И характер тоже так себе, подмывает меня крикнуть из моего, с позволения сказать, места отдохновения во внутреннем дворике. Между плитами проросли побеги травы. Один из них щекочет мне нос. На его листьях комочки земли и белая пыль – частички оконной краски. Я уже замерзла, а скоро вообще превращусь в ледышку.
– По-моему, адрес в Твикенхэме ей известен. Уж слишком бурно она протестовала.
– Тогда почему она не хочет нам его сообщить?
– Лори Натрасс презирает полицию. Он как минимум дважды в неделю заявляет об этом в газете. Ты думаешь, он скажет нам, где сейчас Рей Хайнс?
– Наверное, нет, – соглашается Селлерс.
– Ни за что не скажет. Он станет ее защищать – по крайней мере так ему кажется. Смею предположить, в «Бинари Стар» эту позицию разделяют все… Эй, взгляни-ка на это!

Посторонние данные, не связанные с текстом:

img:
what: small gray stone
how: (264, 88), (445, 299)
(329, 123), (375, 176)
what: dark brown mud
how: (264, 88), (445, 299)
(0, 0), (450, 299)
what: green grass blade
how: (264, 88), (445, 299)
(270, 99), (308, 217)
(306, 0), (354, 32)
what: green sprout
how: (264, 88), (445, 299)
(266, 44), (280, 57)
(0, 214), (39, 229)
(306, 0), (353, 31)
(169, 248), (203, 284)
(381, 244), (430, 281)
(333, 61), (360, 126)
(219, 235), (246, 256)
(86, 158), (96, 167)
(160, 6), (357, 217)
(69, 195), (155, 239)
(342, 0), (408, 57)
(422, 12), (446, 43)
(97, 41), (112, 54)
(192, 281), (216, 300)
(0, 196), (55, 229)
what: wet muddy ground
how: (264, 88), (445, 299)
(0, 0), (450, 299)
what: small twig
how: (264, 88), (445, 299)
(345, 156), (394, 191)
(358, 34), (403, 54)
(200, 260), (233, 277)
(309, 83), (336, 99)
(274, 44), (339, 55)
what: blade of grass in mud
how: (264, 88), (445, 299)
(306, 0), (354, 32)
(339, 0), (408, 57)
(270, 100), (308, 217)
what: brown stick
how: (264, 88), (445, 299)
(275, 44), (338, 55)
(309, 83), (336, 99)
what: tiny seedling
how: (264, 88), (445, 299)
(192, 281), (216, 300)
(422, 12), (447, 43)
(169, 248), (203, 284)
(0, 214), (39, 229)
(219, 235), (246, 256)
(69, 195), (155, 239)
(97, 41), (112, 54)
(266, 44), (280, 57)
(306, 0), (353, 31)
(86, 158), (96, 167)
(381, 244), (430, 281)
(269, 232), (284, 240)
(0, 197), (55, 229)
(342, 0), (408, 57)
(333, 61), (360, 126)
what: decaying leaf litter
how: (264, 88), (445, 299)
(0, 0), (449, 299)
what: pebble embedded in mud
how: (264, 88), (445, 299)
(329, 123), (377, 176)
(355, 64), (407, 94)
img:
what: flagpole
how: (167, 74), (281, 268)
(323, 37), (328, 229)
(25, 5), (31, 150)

Что такое? На что они смотрят?
Новое сообщение от Ангуса Хайнса.
Нет, нет, нет. Я готова взвыть. На экране компьютера остался мой почтовый ящик. Теперь полицейские узнают, что я кого-то заперла в моей квартире. Боже, неужели я все-таки попаду за решетку?
– Интересно…
– Сержант, ты открыл чужую почту? По-моему, ты рискуешь. Или ты забыл, что по этому поводу говорят законы?
– Я всего лишь случайно зацепил «мышку». «Дорогая Флисс, есть два списка, которые покажутся тебе любопытными. В одном из них собраны все женщины и несколько мужчин, против которых Джудит Даффи давала в суде показания по уголовным делам. Во втором – все те, против кого она давала показания в семейных судах. В обоих списках – имена тех, кто обвинялся в физическом насилии по отношению к детям, а иногда и в убийстве ребенка. Тебе наверняка будет интересно узнать, что еще в двадцати трех случаях доктор Даффи дала показания в пользу одного или обоих родителей, заявив, что, по ее мнению, никакого насилия по отношению к ребенку не было».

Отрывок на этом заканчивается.